In case you don't know my cuttle tank is a custom 90 gallon its 36x24x24. Lots of live rock, lots of hiding spaces, I even put a breeder net full of cheato in to give them an additional option + I'm hoping eggs will be layed in there.

I started with about 12-13 in the tank now I'd say I'm down to about 5-6. It is not a water quality or food quantity issue. They are fed daily and the tank has a very powerful skimmer and corals are doing well. I have seen the rings on cuttlefish that i learned on here are a result of fighting. One who has since died also had a very puffy eye.

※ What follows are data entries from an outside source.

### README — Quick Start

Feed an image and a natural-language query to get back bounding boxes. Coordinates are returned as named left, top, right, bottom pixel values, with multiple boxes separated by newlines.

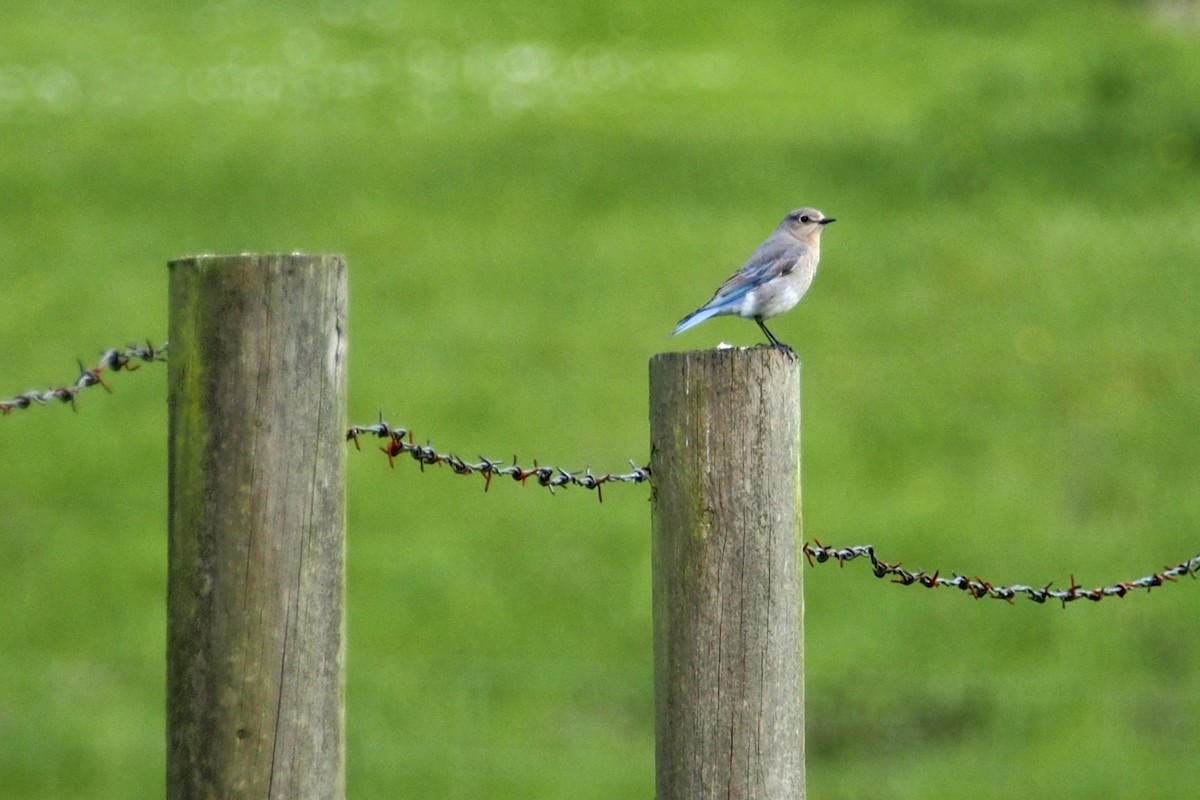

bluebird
left=671, top=209, right=834, bottom=357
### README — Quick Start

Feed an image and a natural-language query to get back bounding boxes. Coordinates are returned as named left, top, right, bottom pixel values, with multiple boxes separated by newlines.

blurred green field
left=0, top=0, right=1200, bottom=799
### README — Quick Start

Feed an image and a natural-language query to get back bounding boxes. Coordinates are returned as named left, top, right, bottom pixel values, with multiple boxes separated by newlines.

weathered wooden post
left=167, top=254, right=347, bottom=800
left=650, top=349, right=805, bottom=800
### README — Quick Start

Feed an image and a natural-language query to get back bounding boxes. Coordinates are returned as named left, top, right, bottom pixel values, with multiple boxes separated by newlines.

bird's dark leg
left=754, top=317, right=796, bottom=361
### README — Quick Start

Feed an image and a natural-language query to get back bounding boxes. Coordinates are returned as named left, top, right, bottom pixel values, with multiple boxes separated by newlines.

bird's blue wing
left=704, top=239, right=809, bottom=308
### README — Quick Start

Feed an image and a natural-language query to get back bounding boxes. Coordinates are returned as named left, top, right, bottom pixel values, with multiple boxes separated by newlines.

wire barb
left=802, top=540, right=1200, bottom=608
left=346, top=414, right=650, bottom=503
left=0, top=341, right=167, bottom=416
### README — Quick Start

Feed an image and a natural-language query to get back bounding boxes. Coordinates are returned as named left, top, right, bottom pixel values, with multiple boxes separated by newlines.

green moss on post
left=167, top=254, right=347, bottom=800
left=650, top=349, right=805, bottom=800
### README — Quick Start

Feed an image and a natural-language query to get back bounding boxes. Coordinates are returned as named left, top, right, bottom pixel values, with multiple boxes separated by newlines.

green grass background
left=0, top=0, right=1200, bottom=799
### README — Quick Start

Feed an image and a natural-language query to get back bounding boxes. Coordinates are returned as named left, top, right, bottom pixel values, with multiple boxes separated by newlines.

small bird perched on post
left=671, top=209, right=834, bottom=359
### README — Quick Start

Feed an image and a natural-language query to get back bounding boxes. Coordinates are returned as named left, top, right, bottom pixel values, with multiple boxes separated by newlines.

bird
left=671, top=207, right=836, bottom=359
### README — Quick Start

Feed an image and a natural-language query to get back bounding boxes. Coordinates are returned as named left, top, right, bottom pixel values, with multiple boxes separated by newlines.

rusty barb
left=802, top=540, right=1200, bottom=608
left=9, top=342, right=1200, bottom=607
left=346, top=415, right=650, bottom=503
left=0, top=342, right=167, bottom=415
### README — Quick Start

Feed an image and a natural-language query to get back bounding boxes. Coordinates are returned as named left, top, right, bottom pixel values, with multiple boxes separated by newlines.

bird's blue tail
left=671, top=307, right=727, bottom=336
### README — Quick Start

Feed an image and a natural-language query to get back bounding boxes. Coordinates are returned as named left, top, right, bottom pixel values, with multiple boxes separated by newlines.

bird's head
left=779, top=209, right=835, bottom=241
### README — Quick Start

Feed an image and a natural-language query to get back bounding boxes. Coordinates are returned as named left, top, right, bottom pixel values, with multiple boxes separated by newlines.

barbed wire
left=0, top=342, right=167, bottom=416
left=802, top=540, right=1200, bottom=608
left=9, top=342, right=1200, bottom=607
left=346, top=414, right=650, bottom=503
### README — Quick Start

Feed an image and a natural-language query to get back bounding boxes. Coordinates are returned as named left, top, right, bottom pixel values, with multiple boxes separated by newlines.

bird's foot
left=758, top=342, right=798, bottom=361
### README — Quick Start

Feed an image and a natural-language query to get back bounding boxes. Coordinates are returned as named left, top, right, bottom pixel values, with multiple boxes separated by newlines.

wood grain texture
left=167, top=254, right=347, bottom=800
left=650, top=349, right=805, bottom=800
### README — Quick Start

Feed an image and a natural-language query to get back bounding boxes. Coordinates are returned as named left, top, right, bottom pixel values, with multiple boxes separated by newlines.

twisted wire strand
left=802, top=540, right=1200, bottom=608
left=0, top=342, right=167, bottom=416
left=9, top=342, right=1200, bottom=607
left=346, top=415, right=650, bottom=503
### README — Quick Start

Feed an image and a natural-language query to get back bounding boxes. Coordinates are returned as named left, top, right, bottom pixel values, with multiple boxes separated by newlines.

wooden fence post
left=167, top=254, right=347, bottom=800
left=650, top=349, right=805, bottom=800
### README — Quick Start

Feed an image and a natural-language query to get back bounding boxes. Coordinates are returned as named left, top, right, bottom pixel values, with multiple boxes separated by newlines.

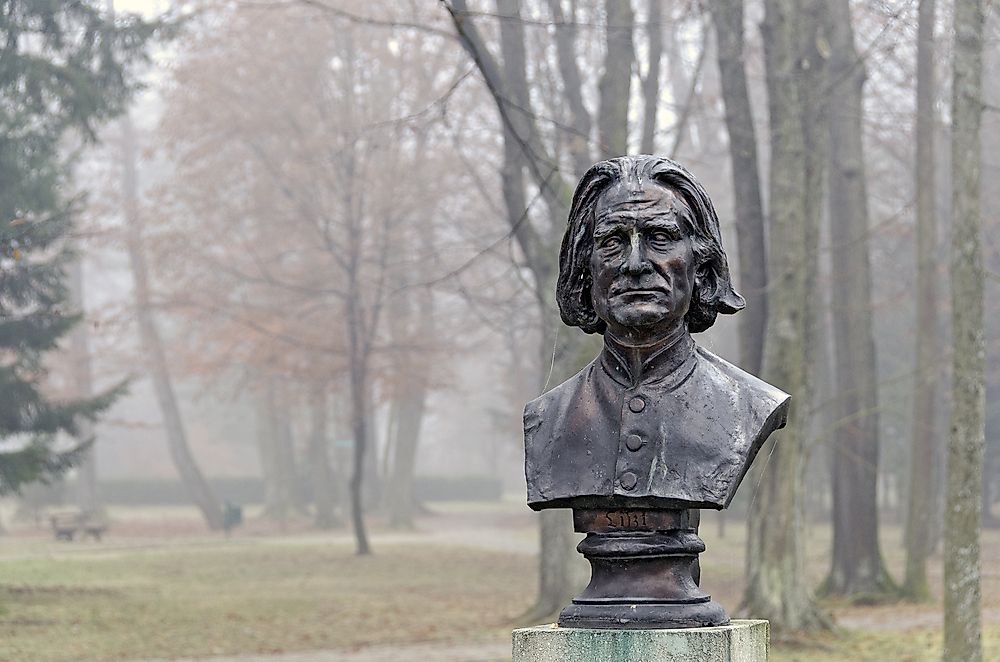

I have seen lots of mating an courting but no eggs yet. I am assuming most of the fighting is a result of mating, but I can't say for certain. This is my experience with a larger group thus far. I'd love to hear others.
 
I put 5 in a 40 breeder at around 3 mos. old. There was some posturing and minor squabbles at first. Into month 4 the fighting went to another level, at times approaching violent. Coming into month 5 fighting was bad enough that I had to pull out all but the male/female pair.
Now, they are fed well. If I run out of live foods and resort to frozen krill, which does not seem to satiate them as well, then even these only 2 will fight over food if I can't get them both fed within a few seconds of each other.
Another observation with 2 I gave to a friend, kept in a 30 cube. I thought were males until one laid eggs (had one hatch already). When feeding once, one got the first piece, the other attacked it, again and again. The fleeing one succumbed possibly from injuring itself as damage was to tail of mantle.
I guess my point is maybe possible to keep more (in larger tank) but to keep them fed well to avoid fighting. I don't think these can be over fed but that is just a guess. Mine won't eat for several hours to a day after devouring a sizable (for them) crab.
 
All I can say is that from my personal observations keeping one male with one female results in a total love fest. No fighting over food. Lots of snuggling and lots of ceph sex. Maybe I feed them too much. :smile:
 
In anything less than 120 gallons you can keep large numbers until they start to get sexy. Then you need to refine the group, or they will do it for you. 5-6 with the right ratio of males to females seems to be about right - I am not defining the ratio because the size of the males seems to be important. Larger males equals fighting.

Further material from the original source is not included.